Palafox Maria F, Boatner Lisa, Wilde Blake R, Christofk Heather, Backus Keriann M, Arboleda Valerie A
Department of Human Genetics, David Geffen School of Medicine, UCLA, Los Angeles, CA 90095, USA; Department of Pathology and Lab Medicine, David Geffen School of Medicine, UCLA, Los Angeles, CA 90095, USA; Department of Biological Chemistry, David Geffen School of Medicine, UCLA, Los Angeles, CA 90095, USA.
Department of Biological Chemistry, David Geffen School of Medicine, UCLA, Los Angeles, CA 90095, USA; Department of Chemistry and Biochemistry, College of Arts and Sciences, UCLA, Los Angeles, CA 90095, USA.
Am J Hum Genet. 2025 Jul 3;112(7):1649-1663. doi: 10.1016/j.ajhg.2025.04.017. Epub 2025 May 23.
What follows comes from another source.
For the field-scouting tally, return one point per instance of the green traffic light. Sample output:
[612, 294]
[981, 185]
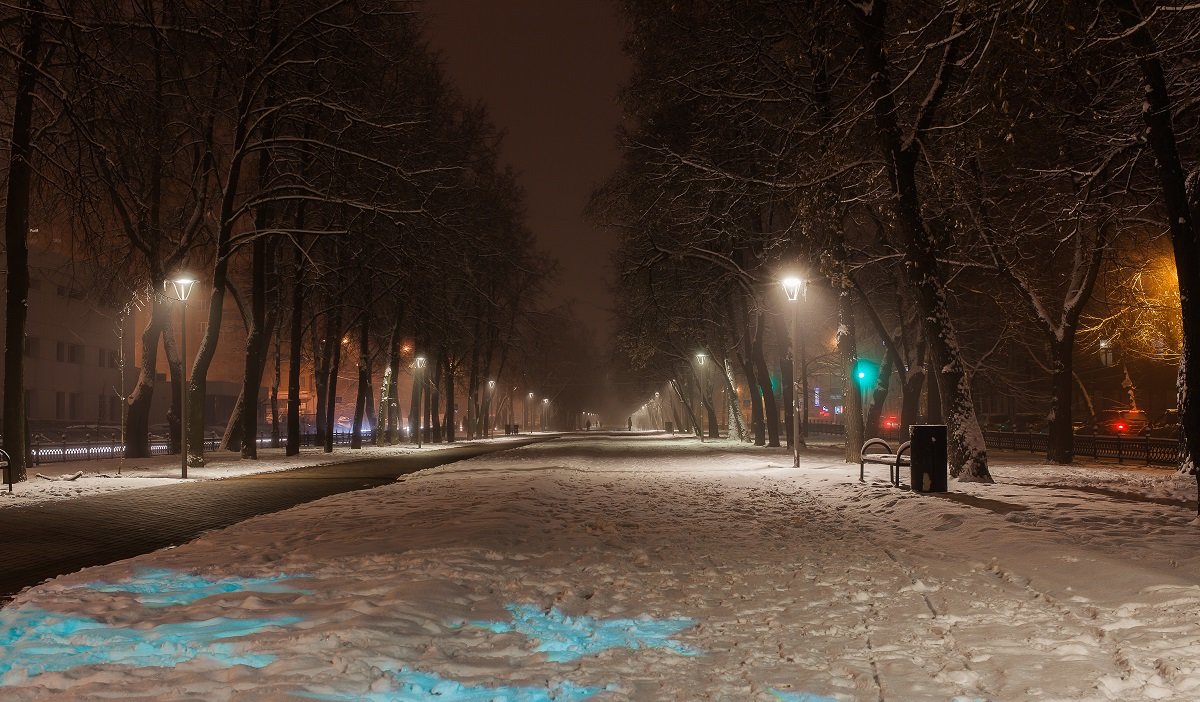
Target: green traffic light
[865, 372]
Missense variants are the most common type of protein-altering genetic variation. Due to their wide-ranging potential functional consequences, missense variants are challenging to interpret and, as a result, are often classified as unknown pathogenicity or as variants of uncertain significance (VUSs). Genomic-based predictive tools have made significant inroads into the challenge of accurately pinpointing functional missense variants by providing genome-wide assessments of deleteriousness or potential pathogenicity. Complementary to these tools, here we provide an initial study into the utility of harnessing protein-based measures of amino acid reactivity to delineate functionally significant missense variants. These reactivity measurements, which are generated using mass spectrometry-based chemoproteomic methods, have already proved capable of pinpointing functional sites on proteins, which provide the added value of delineating potential sites suitable for drug-development efforts. Here, using published chemoproteomic datasets for three specific privileged amino acids, cysteine, lysine, and tyrosine, we assessed the utility of proteomic reactivity measurements to identify clinically important variants and regions within monogenic-disease-associated genes. We found that genes where amino acids are detected via chemoproteomics are enriched for monogenic-disease phenotypes, indicative of functional importance. Chemoproteomic-detected amino acids (CpDAAs) are enriched at and around sites with known pathogenic missense variants when assessed with either one- or three-dimensional protein structures. To further illustrate the utility of our findings, we found that regions at or around CpDAAs in fumarate hydratase (FH) were enriched for VUSs and pathogenic variants, which we validate through demonstration of an altered FH oligomerization state. Collectively, our study highlights the potential of chemoproteomic and genetic data integration for enhancing the identification of functional genetic variants and protein sites with potential value for drug-development efforts.
错义变体是最常见的一类可改变蛋白质的基因变异。由于其潜在的功能后果范围广泛,错义变体难以解释,因此常常被归类为致病性未知或意义未明的变体(VUS)。基于基因组的预测工具通过提供全基因组范围的有害性或潜在致病性评估,在准确确定功能性错义变体的挑战方面取得了重大进展。作为这些工具的补充,我们在此初步研究利用基于蛋白质的氨基酸反应性测量来描绘具有功能意义的错义变体的效用。这些使用基于质谱的化学蛋白质组学方法生成的反应性测量结果,已经证明能够确定蛋白质上的功能位点,这为描绘适合药物开发工作的潜在位点提供了附加价值。在此,我们使用已发表的针对三种特定优先氨基酸(半胱氨酸、赖氨酸和酪氨酸)的化学蛋白质组学数据集,评估了蛋白质组反应性测量在识别单基因疾病相关基因内临床重要变体和区域方面的效用。我们发现,通过化学蛋白质组学检测到氨基酸的基因富含单基因疾病表型,表明其具有功能重要性。当用一维或三维蛋白质结构评估时,化学蛋白质组学检测到的氨基酸(CpDAA)在已知致病性错义变体的位点及其周围富集。为了进一步说明我们研究结果的效用,我们发现富马酸水合酶(FH)中CpDAA处或其周围区域富含VUS和致病性变体,我们通过证明FH寡聚化状态改变对此进行了验证。总体而言,我们的研究突出了化学蛋白质组学和遗传数据整合在增强功能性遗传变体和具有药物开发潜在价值的蛋白质位点识别方面的潜力。